The chromatin accessibility landscape of primary human cancers, M. R. Corces et al., Science 362, eaav1898 (2018). DOI: 10.1126/science.aav1898
This is a recently published paper in Science. Because I am not studying this sort of things, it's hard for me to understand some of those authors' opinions.
The Fig. 4A describes the concept the authors used to identify transcription factor occupancy from ATAC-seq data. In the paper, they say "TF binding to DNA protects the protein-DNA binding site from transposition while the displacement or depletion of one or more nucleosomes creates high DNA accessibility in the immediate flanking sequence". Here I think I can understand it correctly: (1) TF binds to this region, and then (2) it blocks Tn5 binding, so (3) consequently there is a deep notch of ATAC-seq signal, and (4) this notch region tells us where a TF binds to.

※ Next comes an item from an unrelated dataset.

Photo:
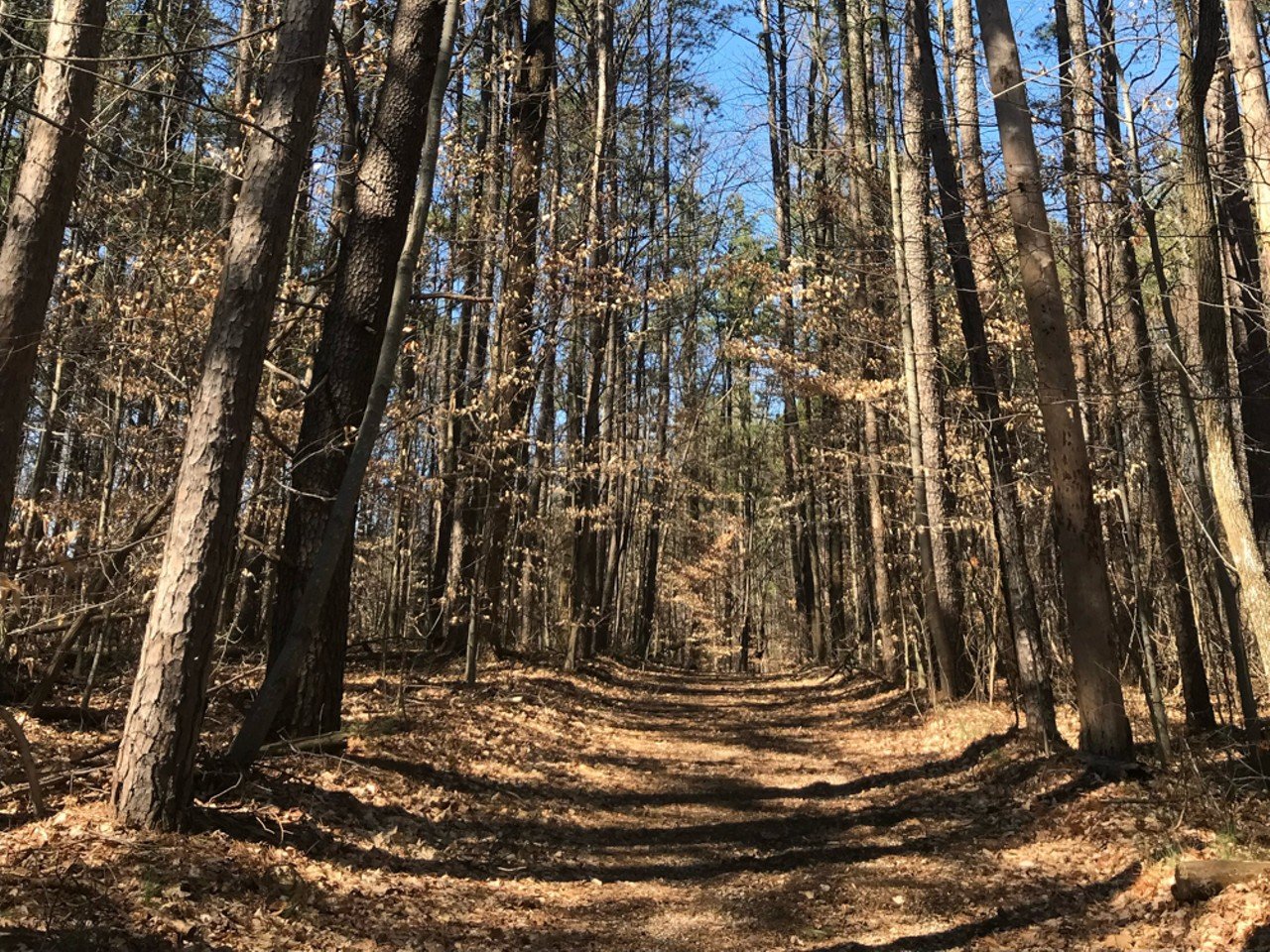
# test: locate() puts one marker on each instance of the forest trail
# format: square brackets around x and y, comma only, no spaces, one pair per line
[627,811]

Later near the end of this article, the authors said:
(1) For example, if a noncoding somatic mutation causes the generation of a TF binding site, this mutation could lead to an increase in chromatin accessibility in cis and a concomitant increase in the observed frequency of the mutant allele in ATACseq as compared with that in WGS (Fig. 7A). (2) Similarly, a mutation that inactivates a TF binding site can lead to a decrease in chromatin accessibility and a concomitant decrease in the observed frequency of the mutant allele.
From Fig. 4A we've known that when TF binds to DNA, the ATAC-seq signal plummets. However, the authors now say the generation of TF binding site increases chromatin accessibility. How could this be possible? Doesn't the generation of TF binding site make chromatin inaccessible?